WHY do food manufacturers use partially-hydrogenated oils?
This one’s easy! Partially-hydrogenated oils are super-cool to a select few in Big Food because they do a few things really well: increase shelf life, decrease the need for refrigeration, and are also much cheaper to use than other types of oils and fats.
Wait, Big Food makes decisions based on money, not health? That’s a topic for a MUCH bigger post. We’ll leave that one alone for today.
Partially hydrogenated oils are thankfully not used in margarines anymore, and Crisco has changed their formula so that they meet the FDA guidelines for trans-fats (which are not perfect, by any means). However, they are still used a lot in many of the processed foods that are so heavily consumed in the US, and in many fast-food restaurants as well. Scrutiny over the past several years has drastically cut the use of trans-fats in restaurants, however the use of partially-hydrogenated oils in processed foods is thriving, and I honestly can’t see that changing drastically any time soon. I dare you to take a walk down any of the inner aisles of your local chain grocery store, and you’ll see what I mean. Partially Hydrogenated _____ Oil (vegetable, soybean, etc.) appears on the label of countless types of processed foods.

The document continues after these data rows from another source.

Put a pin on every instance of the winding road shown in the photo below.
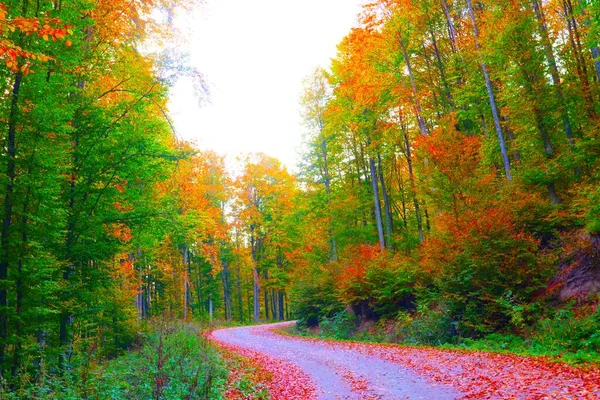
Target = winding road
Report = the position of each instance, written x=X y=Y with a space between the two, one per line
x=343 y=370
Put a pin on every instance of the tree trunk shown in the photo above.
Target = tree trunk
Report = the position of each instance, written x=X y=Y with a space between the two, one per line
x=377 y=203
x=226 y=290
x=416 y=101
x=389 y=224
x=492 y=98
x=413 y=186
x=239 y=292
x=327 y=182
x=543 y=28
x=5 y=252
x=596 y=57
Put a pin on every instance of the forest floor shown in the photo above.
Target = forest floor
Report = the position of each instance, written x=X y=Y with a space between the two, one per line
x=300 y=368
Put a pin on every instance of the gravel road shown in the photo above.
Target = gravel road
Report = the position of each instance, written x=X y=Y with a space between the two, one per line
x=336 y=371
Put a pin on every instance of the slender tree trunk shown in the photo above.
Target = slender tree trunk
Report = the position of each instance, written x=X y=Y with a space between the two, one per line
x=413 y=186
x=416 y=101
x=549 y=51
x=5 y=252
x=239 y=292
x=327 y=182
x=377 y=203
x=389 y=225
x=226 y=290
x=266 y=294
x=450 y=26
x=596 y=57
x=492 y=98
x=442 y=71
x=185 y=282
x=575 y=40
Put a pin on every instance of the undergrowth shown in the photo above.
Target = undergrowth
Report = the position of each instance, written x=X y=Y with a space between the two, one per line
x=174 y=361
x=570 y=334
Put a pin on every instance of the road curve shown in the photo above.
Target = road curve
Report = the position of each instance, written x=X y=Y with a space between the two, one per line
x=336 y=371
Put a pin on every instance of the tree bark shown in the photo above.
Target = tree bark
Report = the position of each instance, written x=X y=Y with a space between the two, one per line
x=416 y=101
x=554 y=73
x=5 y=252
x=492 y=97
x=377 y=203
x=389 y=224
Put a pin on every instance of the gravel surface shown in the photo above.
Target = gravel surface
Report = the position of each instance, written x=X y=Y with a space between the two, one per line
x=336 y=370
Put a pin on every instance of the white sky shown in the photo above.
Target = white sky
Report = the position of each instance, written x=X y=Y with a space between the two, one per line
x=254 y=54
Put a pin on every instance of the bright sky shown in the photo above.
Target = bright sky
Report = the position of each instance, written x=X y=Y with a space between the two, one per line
x=255 y=54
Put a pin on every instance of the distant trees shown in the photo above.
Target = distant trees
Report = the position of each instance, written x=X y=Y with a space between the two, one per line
x=427 y=102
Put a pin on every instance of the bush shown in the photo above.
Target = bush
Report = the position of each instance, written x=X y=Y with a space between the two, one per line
x=175 y=362
x=341 y=326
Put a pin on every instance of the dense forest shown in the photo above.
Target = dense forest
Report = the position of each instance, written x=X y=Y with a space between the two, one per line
x=449 y=183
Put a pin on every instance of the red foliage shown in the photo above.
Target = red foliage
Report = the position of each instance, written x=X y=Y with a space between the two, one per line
x=282 y=379
x=484 y=375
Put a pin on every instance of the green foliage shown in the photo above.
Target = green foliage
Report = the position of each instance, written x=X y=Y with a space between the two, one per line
x=174 y=362
x=341 y=326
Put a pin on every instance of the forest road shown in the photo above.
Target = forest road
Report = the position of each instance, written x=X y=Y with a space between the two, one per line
x=335 y=370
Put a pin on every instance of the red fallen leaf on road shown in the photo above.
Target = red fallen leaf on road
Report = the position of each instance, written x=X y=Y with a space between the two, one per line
x=283 y=380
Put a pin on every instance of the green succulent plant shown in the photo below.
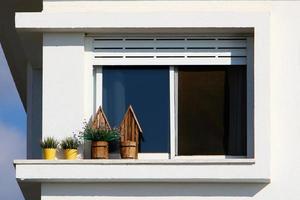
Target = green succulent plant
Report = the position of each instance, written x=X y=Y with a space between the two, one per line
x=101 y=134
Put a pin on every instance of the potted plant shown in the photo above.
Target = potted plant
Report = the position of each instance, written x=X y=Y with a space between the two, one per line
x=70 y=145
x=100 y=138
x=49 y=145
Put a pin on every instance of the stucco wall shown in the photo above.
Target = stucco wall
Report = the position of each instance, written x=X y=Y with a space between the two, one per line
x=285 y=95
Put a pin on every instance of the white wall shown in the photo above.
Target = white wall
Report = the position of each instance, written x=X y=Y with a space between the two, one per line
x=285 y=109
x=63 y=84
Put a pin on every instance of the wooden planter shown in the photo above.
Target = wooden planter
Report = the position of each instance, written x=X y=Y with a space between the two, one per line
x=128 y=150
x=99 y=150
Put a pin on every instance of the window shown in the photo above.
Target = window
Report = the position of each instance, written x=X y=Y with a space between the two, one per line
x=211 y=107
x=147 y=90
x=212 y=110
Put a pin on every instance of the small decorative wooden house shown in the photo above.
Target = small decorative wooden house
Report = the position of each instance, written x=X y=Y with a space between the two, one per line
x=100 y=120
x=130 y=129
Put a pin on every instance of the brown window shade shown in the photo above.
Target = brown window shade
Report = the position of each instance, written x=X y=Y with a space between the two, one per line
x=211 y=111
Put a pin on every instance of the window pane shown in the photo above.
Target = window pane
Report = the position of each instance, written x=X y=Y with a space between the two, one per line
x=147 y=90
x=211 y=111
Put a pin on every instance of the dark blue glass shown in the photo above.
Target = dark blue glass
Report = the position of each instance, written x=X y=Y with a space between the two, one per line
x=147 y=90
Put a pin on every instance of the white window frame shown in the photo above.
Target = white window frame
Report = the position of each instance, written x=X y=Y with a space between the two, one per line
x=173 y=81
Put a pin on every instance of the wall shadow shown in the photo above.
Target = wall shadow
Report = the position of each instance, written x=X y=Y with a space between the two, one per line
x=154 y=189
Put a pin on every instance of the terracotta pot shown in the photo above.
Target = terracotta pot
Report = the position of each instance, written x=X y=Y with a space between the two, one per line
x=49 y=153
x=99 y=150
x=70 y=154
x=128 y=150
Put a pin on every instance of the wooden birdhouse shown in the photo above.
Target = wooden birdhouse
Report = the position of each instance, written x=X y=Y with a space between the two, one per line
x=100 y=120
x=130 y=130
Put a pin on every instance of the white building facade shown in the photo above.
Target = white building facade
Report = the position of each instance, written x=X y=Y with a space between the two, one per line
x=81 y=41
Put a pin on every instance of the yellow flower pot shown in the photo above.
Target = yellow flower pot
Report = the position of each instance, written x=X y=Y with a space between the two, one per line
x=70 y=154
x=49 y=153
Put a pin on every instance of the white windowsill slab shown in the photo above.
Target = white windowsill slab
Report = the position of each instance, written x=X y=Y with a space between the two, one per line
x=118 y=170
x=176 y=161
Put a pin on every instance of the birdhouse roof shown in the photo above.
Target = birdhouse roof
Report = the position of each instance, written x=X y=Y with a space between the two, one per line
x=100 y=116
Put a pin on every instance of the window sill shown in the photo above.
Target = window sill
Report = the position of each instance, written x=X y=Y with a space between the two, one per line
x=176 y=161
x=117 y=170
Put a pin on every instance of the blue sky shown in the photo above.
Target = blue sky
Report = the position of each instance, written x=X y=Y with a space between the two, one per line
x=12 y=132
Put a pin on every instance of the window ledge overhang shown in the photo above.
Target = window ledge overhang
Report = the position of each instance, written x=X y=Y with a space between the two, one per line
x=206 y=171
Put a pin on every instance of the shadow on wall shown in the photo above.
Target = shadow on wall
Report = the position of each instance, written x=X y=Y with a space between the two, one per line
x=153 y=189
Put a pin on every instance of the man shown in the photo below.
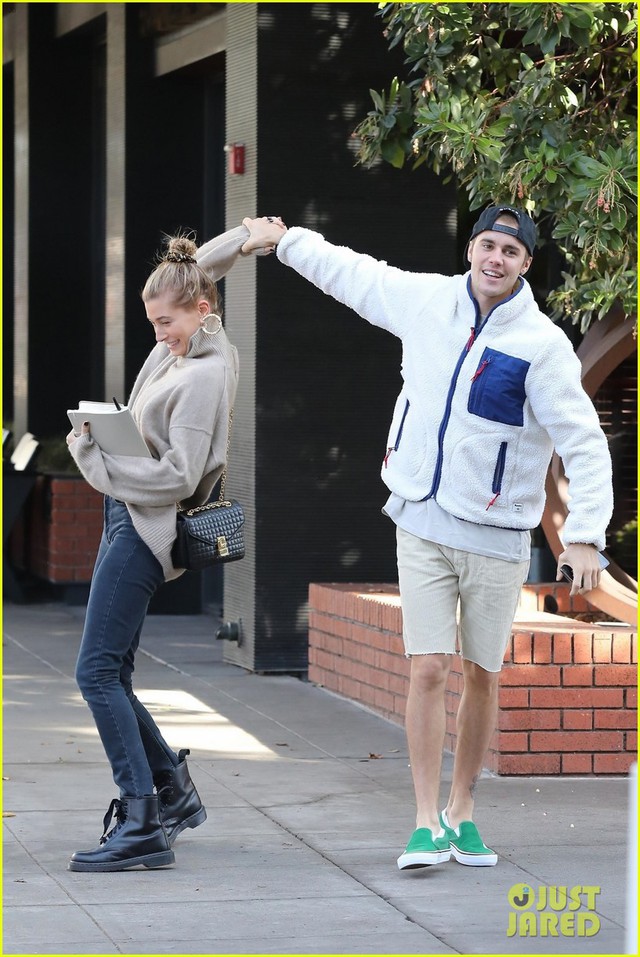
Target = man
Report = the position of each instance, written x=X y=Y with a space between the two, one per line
x=491 y=387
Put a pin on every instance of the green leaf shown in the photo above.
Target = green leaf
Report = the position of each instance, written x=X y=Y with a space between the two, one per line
x=393 y=153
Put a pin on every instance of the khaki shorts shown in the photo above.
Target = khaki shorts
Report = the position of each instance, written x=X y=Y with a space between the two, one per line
x=448 y=594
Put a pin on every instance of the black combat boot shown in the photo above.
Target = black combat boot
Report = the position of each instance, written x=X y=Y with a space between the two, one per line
x=180 y=804
x=138 y=837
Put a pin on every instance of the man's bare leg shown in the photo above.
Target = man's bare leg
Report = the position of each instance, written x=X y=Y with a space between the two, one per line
x=476 y=722
x=425 y=729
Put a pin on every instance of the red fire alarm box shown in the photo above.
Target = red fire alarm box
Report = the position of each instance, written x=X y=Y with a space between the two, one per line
x=235 y=158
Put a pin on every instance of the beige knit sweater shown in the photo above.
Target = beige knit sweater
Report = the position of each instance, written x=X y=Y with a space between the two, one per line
x=181 y=405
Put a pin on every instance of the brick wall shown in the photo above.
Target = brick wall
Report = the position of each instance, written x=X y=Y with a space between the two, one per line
x=64 y=528
x=568 y=688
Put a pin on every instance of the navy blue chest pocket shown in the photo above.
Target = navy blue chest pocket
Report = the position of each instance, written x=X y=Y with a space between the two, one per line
x=497 y=389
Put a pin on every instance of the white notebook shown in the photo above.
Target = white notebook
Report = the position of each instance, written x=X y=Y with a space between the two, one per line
x=113 y=429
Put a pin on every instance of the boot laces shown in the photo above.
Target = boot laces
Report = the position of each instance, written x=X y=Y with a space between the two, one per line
x=117 y=809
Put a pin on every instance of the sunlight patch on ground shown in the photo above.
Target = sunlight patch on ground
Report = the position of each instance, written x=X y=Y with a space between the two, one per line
x=182 y=716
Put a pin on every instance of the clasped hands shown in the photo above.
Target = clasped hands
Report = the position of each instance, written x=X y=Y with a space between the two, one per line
x=265 y=233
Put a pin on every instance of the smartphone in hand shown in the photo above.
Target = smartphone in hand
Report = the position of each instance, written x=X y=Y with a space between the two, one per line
x=567 y=571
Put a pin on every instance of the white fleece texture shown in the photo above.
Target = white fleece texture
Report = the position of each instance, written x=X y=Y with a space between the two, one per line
x=444 y=449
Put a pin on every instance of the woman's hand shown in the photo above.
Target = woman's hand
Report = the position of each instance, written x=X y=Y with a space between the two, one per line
x=264 y=233
x=72 y=436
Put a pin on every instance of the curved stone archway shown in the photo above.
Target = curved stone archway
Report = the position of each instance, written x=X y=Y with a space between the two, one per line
x=607 y=343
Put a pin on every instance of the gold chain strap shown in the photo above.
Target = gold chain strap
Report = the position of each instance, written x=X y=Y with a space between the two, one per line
x=223 y=478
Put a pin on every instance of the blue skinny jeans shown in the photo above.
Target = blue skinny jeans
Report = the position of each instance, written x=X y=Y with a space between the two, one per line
x=125 y=577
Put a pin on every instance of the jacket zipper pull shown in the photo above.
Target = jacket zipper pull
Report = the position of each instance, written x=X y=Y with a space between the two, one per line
x=483 y=365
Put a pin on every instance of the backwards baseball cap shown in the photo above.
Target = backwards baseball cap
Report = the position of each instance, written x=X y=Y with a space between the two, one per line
x=525 y=231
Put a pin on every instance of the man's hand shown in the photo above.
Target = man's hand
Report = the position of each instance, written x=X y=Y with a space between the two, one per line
x=583 y=560
x=72 y=436
x=264 y=233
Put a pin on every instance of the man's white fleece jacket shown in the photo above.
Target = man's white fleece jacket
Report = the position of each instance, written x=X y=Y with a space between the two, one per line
x=483 y=403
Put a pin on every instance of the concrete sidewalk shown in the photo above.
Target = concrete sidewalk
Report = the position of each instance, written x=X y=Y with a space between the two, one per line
x=309 y=803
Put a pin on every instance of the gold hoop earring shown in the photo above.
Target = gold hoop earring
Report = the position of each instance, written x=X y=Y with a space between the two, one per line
x=211 y=323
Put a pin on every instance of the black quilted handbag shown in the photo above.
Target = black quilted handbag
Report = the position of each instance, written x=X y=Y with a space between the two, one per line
x=210 y=534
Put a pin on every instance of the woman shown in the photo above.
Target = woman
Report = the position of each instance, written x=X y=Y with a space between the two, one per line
x=181 y=402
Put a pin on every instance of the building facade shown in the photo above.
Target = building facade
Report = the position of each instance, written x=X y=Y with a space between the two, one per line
x=120 y=123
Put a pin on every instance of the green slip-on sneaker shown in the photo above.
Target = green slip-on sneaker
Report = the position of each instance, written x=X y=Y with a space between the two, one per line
x=424 y=849
x=467 y=847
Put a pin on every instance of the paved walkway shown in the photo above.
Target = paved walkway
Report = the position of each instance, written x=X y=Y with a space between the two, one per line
x=309 y=801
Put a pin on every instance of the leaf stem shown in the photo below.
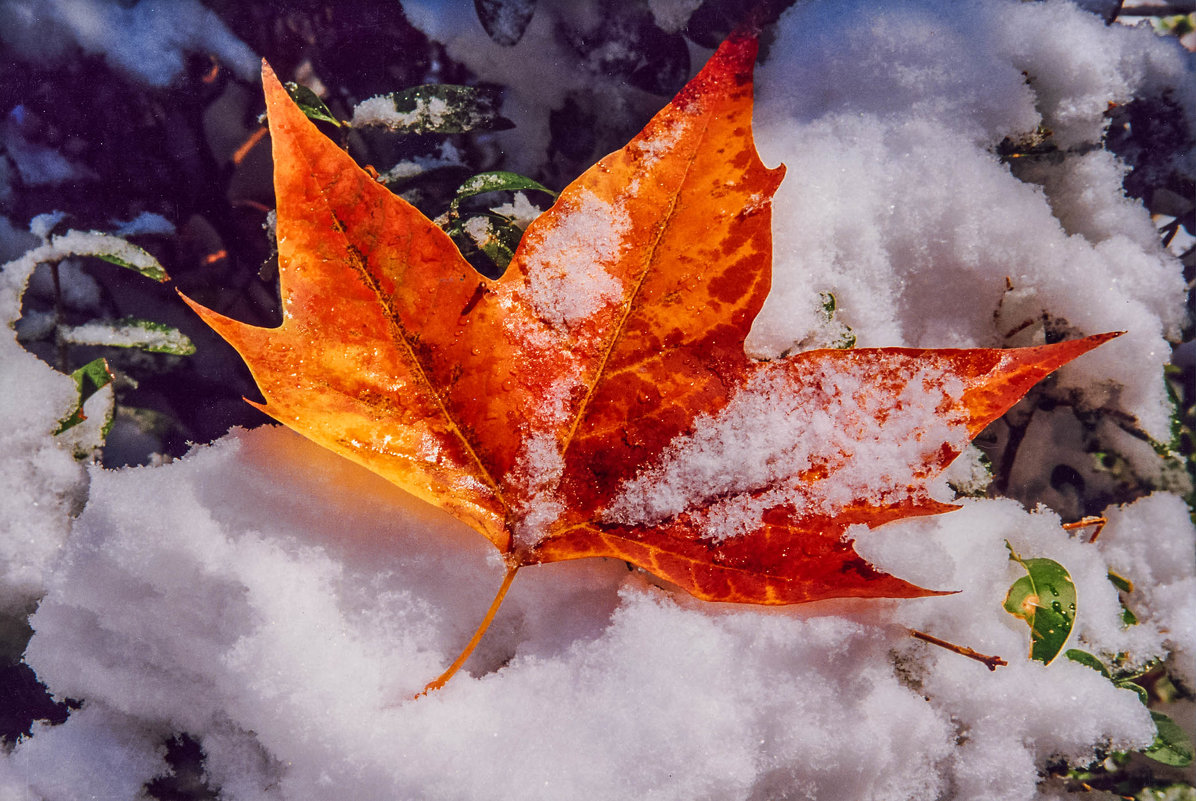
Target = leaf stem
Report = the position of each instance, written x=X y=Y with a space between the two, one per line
x=992 y=662
x=477 y=635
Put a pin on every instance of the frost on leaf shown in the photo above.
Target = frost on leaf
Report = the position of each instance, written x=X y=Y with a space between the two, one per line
x=596 y=399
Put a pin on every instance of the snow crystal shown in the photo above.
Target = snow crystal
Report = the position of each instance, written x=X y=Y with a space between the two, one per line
x=538 y=471
x=567 y=277
x=428 y=112
x=519 y=211
x=154 y=338
x=890 y=117
x=282 y=605
x=41 y=483
x=779 y=428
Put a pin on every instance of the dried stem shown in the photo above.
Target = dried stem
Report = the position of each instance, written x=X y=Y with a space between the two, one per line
x=990 y=662
x=477 y=635
x=1097 y=523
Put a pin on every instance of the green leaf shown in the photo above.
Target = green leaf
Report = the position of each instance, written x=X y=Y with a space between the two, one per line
x=310 y=103
x=499 y=181
x=90 y=379
x=1045 y=600
x=1171 y=746
x=117 y=251
x=493 y=234
x=132 y=332
x=1142 y=695
x=1128 y=617
x=1121 y=582
x=433 y=109
x=1087 y=660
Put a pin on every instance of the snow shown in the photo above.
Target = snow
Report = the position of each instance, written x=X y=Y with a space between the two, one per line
x=282 y=606
x=567 y=275
x=781 y=428
x=429 y=112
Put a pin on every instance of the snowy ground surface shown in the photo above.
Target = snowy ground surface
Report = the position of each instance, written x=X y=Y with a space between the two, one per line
x=281 y=605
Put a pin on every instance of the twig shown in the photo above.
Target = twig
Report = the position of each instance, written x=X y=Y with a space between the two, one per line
x=1098 y=523
x=990 y=662
x=477 y=635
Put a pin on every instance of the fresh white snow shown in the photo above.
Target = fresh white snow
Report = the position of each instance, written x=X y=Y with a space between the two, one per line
x=282 y=605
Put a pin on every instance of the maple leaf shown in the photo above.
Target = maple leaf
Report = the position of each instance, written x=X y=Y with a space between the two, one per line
x=590 y=401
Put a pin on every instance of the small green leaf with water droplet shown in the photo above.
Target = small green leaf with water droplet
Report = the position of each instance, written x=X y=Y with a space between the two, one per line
x=1045 y=600
x=1171 y=746
x=310 y=103
x=90 y=379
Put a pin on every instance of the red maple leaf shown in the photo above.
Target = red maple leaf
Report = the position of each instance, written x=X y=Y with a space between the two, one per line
x=596 y=399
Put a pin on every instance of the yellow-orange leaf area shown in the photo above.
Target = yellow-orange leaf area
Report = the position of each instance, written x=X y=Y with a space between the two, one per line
x=543 y=407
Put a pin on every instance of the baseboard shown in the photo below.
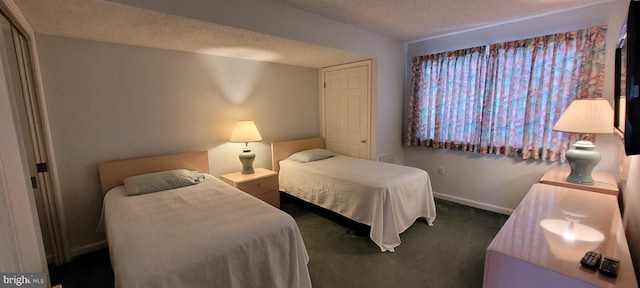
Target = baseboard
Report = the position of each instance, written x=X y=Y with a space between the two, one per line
x=472 y=203
x=88 y=248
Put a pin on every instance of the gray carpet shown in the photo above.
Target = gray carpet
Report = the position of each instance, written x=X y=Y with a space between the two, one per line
x=448 y=254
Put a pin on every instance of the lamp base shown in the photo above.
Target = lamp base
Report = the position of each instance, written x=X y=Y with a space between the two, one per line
x=246 y=158
x=582 y=158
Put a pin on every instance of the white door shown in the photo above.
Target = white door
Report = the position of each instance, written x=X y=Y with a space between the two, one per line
x=347 y=104
x=21 y=80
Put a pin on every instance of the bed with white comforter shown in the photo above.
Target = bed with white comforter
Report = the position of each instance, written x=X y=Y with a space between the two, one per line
x=205 y=235
x=387 y=197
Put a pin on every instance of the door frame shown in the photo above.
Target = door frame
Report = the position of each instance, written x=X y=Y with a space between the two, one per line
x=43 y=148
x=371 y=99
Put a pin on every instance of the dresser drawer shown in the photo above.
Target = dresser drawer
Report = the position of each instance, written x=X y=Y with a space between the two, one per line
x=260 y=186
x=272 y=197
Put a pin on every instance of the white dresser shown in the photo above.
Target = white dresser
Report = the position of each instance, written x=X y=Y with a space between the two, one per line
x=542 y=242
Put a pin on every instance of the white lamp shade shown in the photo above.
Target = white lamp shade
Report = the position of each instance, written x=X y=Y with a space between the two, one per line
x=245 y=131
x=587 y=116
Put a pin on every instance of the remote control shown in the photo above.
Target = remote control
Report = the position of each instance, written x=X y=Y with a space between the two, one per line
x=609 y=266
x=591 y=260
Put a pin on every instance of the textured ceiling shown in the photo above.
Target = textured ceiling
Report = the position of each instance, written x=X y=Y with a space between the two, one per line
x=403 y=20
x=116 y=23
x=411 y=20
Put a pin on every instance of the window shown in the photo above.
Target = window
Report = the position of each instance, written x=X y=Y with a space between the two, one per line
x=504 y=98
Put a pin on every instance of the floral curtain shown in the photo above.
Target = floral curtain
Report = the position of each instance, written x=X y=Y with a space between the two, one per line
x=504 y=99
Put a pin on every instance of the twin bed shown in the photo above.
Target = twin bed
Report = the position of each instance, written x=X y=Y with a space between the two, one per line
x=209 y=234
x=387 y=197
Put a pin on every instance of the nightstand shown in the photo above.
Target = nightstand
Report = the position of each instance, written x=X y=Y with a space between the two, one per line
x=603 y=182
x=263 y=184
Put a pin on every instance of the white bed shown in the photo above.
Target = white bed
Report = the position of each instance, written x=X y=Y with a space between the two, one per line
x=205 y=235
x=387 y=197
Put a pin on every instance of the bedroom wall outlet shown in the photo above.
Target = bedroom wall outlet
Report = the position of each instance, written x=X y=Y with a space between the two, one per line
x=440 y=170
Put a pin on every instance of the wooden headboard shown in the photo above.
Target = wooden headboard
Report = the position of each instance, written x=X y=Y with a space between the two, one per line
x=282 y=150
x=113 y=172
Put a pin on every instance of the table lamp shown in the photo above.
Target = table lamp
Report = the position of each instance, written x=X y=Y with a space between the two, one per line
x=585 y=116
x=245 y=132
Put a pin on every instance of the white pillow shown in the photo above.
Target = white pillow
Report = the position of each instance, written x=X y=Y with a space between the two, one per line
x=311 y=155
x=159 y=181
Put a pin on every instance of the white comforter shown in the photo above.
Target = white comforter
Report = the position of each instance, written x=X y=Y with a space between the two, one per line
x=387 y=197
x=206 y=235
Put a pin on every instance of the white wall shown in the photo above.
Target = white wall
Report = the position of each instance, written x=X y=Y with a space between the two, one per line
x=498 y=183
x=278 y=20
x=108 y=101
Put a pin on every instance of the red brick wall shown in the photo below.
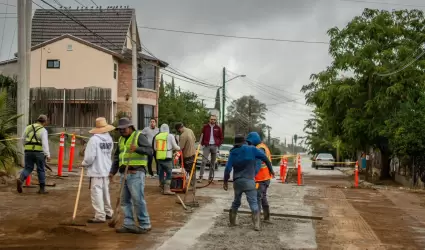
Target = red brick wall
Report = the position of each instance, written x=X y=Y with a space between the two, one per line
x=124 y=88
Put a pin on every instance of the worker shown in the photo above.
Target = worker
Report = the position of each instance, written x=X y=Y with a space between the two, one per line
x=36 y=146
x=211 y=141
x=243 y=159
x=150 y=132
x=187 y=141
x=133 y=150
x=164 y=144
x=98 y=161
x=264 y=176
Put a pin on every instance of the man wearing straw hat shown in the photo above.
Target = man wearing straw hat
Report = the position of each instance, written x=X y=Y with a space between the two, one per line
x=133 y=151
x=98 y=161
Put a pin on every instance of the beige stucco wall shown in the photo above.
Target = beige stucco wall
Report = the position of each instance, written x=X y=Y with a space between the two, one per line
x=82 y=67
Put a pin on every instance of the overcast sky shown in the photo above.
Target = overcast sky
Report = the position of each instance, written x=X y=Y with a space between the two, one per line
x=275 y=71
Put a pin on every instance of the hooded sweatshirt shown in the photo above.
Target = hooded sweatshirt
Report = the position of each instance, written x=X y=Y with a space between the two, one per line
x=171 y=141
x=98 y=155
x=242 y=159
x=254 y=139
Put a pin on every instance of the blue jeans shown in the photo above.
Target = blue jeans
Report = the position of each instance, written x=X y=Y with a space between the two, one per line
x=167 y=168
x=247 y=186
x=31 y=159
x=262 y=194
x=134 y=195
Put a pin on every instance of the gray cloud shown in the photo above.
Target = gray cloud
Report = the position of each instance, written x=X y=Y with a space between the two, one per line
x=281 y=65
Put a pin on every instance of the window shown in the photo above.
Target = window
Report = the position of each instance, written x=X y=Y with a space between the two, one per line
x=53 y=64
x=115 y=70
x=144 y=114
x=146 y=76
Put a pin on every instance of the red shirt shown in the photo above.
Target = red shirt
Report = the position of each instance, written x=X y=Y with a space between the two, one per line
x=217 y=133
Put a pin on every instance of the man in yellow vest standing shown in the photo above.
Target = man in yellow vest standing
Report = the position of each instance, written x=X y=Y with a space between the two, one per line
x=163 y=144
x=133 y=150
x=264 y=176
x=36 y=146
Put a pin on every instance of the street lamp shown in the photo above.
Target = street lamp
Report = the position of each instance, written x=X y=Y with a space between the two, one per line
x=224 y=95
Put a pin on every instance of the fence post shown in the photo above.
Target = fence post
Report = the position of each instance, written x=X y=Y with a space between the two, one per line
x=60 y=155
x=356 y=175
x=71 y=153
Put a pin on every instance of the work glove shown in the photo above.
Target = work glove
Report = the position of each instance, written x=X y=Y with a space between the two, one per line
x=225 y=186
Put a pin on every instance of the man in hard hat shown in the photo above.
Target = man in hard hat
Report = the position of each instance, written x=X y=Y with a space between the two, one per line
x=164 y=144
x=36 y=146
x=243 y=160
x=133 y=150
x=264 y=175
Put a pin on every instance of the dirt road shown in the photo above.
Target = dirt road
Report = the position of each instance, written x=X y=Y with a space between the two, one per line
x=31 y=221
x=352 y=218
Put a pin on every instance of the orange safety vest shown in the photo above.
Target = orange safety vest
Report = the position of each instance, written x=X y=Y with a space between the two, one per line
x=264 y=174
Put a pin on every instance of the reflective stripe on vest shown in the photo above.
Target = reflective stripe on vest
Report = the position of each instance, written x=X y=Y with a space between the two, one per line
x=161 y=145
x=264 y=174
x=133 y=159
x=33 y=137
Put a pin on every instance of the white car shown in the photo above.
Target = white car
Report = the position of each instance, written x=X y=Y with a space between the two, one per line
x=324 y=160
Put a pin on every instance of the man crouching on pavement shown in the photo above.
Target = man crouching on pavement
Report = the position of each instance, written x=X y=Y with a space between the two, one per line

The #1 thing that is very important to remember about trans-fats is that the label can say “Zero grams of trans-fats!” as long as it has less than .5g per serving. CHECK YOUR INGREDIENT LIST. If partially hydrogenated oils are present, there are in fact trans-fats present. There’s just a nice little loophole in the FDA guidelines for them to hide)
Are ALL trans-fats evil?
Well technically, no. There are some naturally occurring forms of trans-fats, however these natural forms have a combination of cis-and trans-formations, which means that they are not quite as detrimental as the chemically formulated trans-fats. Avoiding all trans fats may not be possible due to these naturally occurring animal sources, however chemically processed forms should be avoided when at all possible.
So there you go with a brief overview on the trans-fats. There are certainly a lot of other details I could throw in, but I know that this is already getting slightly long and I can’t bore all of my readers to death on a lovely Wednesday like today.
I don’t know about you guys but I really do find this stuff fascinating, and I really love to see the advances that the food industry has made over the last several years. Yes, trans-fats are still used an awful lot, but there is a huge improvement when compared to the usage of them 20 years ago. Hopefully I’ll be proven wrong and there will be an even more drastic decrease in the use of trans fats over the next several years.
Until then (and forever), shop fresh, shop local, and leave the chemically-formed robot foods to feed those who survive the Apocolypse.